There are 2 additional features can be used to customize DataLoaders:
1. Sampling methods
    - entered as `sampler` argument in declaration
2. Collate functions (how samples are combined into a batch)
    - This cannot be used with shuffle
    - entered as `collate_fn` argument in declaration

Collate functions take in `batch` as arguments and returns `padded_sequences`, `labels`, and `sequence_lengths`.
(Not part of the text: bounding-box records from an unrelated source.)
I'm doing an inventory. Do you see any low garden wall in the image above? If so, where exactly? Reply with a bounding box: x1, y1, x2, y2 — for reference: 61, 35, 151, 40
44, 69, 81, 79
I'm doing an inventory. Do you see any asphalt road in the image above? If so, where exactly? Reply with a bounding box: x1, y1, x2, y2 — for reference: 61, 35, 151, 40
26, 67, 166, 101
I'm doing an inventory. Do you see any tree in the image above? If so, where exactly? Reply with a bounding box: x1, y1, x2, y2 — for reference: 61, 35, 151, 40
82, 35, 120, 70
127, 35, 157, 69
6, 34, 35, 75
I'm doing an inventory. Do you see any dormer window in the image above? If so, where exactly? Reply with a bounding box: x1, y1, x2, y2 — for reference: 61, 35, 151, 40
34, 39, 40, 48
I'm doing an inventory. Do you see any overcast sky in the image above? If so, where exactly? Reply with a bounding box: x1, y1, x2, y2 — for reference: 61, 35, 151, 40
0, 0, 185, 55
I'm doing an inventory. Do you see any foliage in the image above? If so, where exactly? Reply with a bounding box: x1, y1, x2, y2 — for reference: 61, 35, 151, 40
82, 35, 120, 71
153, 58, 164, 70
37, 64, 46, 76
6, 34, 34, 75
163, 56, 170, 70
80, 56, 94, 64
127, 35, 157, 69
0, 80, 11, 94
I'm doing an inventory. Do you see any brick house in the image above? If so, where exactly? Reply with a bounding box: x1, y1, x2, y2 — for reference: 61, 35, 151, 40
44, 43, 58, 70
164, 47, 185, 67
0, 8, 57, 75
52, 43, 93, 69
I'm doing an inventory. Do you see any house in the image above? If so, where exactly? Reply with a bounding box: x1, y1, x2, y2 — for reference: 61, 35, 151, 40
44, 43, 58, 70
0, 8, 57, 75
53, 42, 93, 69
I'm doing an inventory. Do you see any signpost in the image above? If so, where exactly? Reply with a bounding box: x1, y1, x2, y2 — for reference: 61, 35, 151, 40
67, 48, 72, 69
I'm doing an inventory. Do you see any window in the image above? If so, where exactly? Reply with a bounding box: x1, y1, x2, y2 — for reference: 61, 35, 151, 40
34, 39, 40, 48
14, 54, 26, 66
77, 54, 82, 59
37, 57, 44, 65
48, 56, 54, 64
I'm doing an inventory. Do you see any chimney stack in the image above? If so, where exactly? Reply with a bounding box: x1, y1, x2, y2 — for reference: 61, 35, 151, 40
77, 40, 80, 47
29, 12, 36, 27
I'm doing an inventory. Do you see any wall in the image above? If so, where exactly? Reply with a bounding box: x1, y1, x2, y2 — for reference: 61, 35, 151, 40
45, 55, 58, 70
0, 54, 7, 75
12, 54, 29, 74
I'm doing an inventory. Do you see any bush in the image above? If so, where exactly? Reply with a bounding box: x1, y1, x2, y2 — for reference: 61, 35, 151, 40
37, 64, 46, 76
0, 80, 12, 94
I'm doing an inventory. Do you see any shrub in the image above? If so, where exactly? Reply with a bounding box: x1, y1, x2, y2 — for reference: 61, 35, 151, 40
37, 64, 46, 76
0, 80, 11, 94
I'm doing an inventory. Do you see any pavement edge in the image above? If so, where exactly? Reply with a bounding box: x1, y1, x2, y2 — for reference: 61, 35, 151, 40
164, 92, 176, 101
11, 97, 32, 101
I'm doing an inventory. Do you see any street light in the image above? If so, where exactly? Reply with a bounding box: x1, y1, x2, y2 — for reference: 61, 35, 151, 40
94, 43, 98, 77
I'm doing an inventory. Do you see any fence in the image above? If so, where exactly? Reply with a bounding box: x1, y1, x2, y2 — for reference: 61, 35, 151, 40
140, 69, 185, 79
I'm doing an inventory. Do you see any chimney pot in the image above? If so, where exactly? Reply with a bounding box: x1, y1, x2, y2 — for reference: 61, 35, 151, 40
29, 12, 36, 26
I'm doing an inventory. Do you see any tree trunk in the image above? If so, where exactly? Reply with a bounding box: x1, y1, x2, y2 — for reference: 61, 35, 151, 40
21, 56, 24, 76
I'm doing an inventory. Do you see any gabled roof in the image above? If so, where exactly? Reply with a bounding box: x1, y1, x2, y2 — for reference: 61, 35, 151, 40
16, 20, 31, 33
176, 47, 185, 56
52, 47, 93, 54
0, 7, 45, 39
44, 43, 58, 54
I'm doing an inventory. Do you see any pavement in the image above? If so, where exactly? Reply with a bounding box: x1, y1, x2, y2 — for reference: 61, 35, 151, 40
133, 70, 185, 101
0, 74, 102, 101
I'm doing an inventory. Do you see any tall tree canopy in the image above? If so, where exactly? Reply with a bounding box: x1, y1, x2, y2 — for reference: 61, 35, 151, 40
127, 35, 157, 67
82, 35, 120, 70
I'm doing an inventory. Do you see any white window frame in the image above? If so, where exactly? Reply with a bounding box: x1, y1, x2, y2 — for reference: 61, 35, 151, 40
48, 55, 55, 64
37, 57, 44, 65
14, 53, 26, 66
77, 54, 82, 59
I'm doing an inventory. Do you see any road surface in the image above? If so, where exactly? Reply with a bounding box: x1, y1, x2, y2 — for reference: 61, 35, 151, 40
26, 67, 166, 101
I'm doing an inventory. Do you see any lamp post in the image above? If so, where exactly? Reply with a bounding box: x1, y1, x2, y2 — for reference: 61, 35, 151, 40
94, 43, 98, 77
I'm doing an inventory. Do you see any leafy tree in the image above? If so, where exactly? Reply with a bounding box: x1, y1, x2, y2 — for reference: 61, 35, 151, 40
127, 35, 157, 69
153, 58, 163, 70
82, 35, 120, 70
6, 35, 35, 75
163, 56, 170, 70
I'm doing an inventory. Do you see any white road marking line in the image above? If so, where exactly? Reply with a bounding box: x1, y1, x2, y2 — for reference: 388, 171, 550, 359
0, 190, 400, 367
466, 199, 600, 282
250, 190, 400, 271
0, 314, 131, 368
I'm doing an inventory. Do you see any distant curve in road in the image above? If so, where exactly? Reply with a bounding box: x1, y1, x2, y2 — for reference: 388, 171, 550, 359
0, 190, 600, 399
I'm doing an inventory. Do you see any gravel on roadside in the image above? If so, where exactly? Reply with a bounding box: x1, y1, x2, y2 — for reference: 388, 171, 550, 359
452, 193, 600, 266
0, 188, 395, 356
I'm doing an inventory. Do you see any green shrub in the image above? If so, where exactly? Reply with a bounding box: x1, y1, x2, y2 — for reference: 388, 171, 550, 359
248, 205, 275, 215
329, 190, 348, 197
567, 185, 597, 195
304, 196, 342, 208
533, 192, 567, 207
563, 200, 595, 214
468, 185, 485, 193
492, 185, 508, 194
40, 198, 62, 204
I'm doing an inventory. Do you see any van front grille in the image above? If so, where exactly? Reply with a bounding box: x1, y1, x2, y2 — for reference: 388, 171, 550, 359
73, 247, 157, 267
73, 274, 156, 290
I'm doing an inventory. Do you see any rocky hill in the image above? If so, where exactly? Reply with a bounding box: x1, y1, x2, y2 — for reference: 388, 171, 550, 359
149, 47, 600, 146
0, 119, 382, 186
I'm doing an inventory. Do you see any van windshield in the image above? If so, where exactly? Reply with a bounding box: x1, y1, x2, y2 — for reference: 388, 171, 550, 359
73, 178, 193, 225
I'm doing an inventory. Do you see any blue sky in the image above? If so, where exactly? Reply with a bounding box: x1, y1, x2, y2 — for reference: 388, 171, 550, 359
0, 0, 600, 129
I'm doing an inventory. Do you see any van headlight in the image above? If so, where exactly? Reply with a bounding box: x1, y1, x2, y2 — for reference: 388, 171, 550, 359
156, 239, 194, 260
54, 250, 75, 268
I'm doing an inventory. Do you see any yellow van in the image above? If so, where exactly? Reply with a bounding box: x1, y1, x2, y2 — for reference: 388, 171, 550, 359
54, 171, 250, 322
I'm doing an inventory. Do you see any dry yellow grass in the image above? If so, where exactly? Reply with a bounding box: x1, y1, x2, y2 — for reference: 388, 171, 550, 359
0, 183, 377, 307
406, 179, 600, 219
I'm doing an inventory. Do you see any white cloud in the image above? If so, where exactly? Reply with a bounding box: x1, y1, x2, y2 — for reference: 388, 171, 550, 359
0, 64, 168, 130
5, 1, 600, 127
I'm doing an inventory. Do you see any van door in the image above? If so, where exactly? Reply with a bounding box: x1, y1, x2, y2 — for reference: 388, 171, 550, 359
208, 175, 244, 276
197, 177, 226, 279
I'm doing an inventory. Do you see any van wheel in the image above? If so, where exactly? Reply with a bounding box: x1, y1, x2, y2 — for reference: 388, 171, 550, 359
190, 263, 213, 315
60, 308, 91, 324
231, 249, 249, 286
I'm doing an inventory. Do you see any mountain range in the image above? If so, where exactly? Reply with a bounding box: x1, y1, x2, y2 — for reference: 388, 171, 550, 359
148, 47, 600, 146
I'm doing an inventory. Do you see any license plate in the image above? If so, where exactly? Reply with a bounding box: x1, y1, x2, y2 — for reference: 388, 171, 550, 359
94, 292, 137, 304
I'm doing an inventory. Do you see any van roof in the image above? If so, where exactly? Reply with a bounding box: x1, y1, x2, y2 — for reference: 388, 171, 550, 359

## 1. Build a basic feedforward neural network

Build a simple 3 layer (1 hidden layer) neural network on MNIST data.

In [4]:
# Setup a model architecture

from torch import nn
from torch.nn import functional as F

class FeedForwardNN(nn.Module):
    def __init__(self, input_dim, hidden_dim, output_dim):
        super(FeedForwardNN, self).__init__()
        self.fc1 = nn.Linear(input_dim, hidden_dim) #weights to go to hidden layer
        self.fc2 = nn.Linear(hidden_dim, output_dim) #weights to go to output

    def forward(self, x):
        first_layer = self.fc1(x)
        activated_first_layer = torch.tanh(first_layer) #use tanh as activation function for 1st layer
        second_layer = self.fc2(activated_first_layer)
        output = torch.sigmoid(second_layer) #use sigmoid as activation function for 2nd layer
        return output

In [5]:
# Train Model
from torchvision import datasets, transforms
from torch.utils.data import DataLoader
import torch.optim as optim

# create model instance and load MNIST data
model = FeedForwardNN(
    input_dim=28*28, #image size
    hidden_dim=100, #hidden nodes
    output_dim=10 #10 categories as output
)

batch_size = 5000

transform = transforms.Compose([
    transforms.ToTensor()
])

train_data = datasets.MNIST(
    "../../../data", 
    train=True, 
    download=True, 
    transform=transform
)
test_data = datasets.MNIST(
    "../../../data", 
    train=False, 
    download=True, 
    transform=transform
)

train_data_loader = DataLoader(
    train_data, 
    batch_size=batch_size, 
    shuffle=True,
    drop_last=True
)
test_data_loader = DataLoader(
    test_data,
    batch_size=batch_size,
    shuffle=True,
    drop_last=True
)

# model training
device = torch.device("cpu") # train on cpu

learning_rate = 0.001
epochs = 10

optimizer = optim.Adam(model.parameters(), lr = learning_rate) #different optimizers may have significantly different results

for epoch in range(1, epochs + 1):
    print(f"Train Epoch: {epoch}")
    model.train()
    for batch_id, (data, target) in enumerate(train_data_loader): #for each batch, also get the index of batch
        data, target = data.to(device), target.to(device)
        data = data.view(-1, 28*28).requires_grad_()
        optimizer.zero_grad()
        output = model(data) #forward pass
        criterion = nn.CrossEntropyLoss()
        loss = criterion(output, target) #cross entropy loss as loss function
        loss.backward() #compute gradients
        optimizer.step() #update weights

        if batch_id % 10 == 0: #update on training iterations
            print("Train Epoch: {} [{}/{} ({:.0f}%)]\tLoss: {:.6f}".format(
                epoch, batch_id * len(data), len(train_data_loader.dataset),
                100. * batch_id / len(train_data_loader), loss.item()))
    
    model.eval() #test set
    test_loss = 0 #0 out losses
    correct = 0
    print(f"Evaluate Epoch: {epoch}")
    with torch.no_grad(): #disable gradient calculation
        for data, target in test_data_loader: #for each batch
            data, target = data.to(device), target.to(device)
            data = data.view(-1, 28*28)
            output = model(data) #forward pass
            criterion = nn.CrossEntropyLoss()
            test_loss += criterion(output, target)
            pred = output.argmax(dim=1, keepdim=True) # get the index of the max log-probability
            correct += pred.eq(target.view_as(pred)).sum().item()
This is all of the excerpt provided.